Jackson County is in a crisis because the community does not trust the police, and that hinders the police from solving and preventing crimes, Chappell said.
The prosecutor’s office is also in a crisis, Chappell said, citing the office acting when it shouldn’t and taking action when it should not, as well as improper communication between the police department and the prosecutor’s office.
Chappell accused the prosecutor’s office of misinforming the community in cases such as that of Cameron Lamb, Donnie Sanders and others. Chappell said the prosecutor’s office did not file charges against the officers involved in these shootings because the department had not provided probable cause statements.

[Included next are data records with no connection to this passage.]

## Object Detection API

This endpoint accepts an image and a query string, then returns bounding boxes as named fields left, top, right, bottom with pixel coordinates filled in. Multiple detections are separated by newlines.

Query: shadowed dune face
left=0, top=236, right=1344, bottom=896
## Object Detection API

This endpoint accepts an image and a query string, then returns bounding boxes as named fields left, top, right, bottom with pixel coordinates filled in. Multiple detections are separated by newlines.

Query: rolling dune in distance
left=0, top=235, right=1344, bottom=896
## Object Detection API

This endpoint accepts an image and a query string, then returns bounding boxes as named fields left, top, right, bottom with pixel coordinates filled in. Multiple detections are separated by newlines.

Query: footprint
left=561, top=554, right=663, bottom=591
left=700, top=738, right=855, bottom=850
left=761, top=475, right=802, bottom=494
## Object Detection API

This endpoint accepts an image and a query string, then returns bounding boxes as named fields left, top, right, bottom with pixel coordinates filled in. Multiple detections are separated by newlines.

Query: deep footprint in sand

“I want you to know, and I want to clear this up once and for all, the prosecutor can file their own probable cause statement,” Chappell said. “So no more can we as a community, can those who are in the capacity of a police department, allow a prosecutor to pass her job duties to the police department to simply say ‘Hey, it’s their fault.'”
Chappell said the “good” police officers she has spoken to want the “bad” officers to be held accountable for their actions.
“There is a new law and order that’s coming,” Chappell said. “That new law and order is saying that everyone must be accountable for their actions, including the prosecutor’s office… Violence will not be disregarded.”
Chappell is running for Jackson County prosecutor against incumbent Jean Peters Baker, who has held the position since 2011. Profiles for both candidates will be featured in the Northeast News next week, highlighting major goals and issues.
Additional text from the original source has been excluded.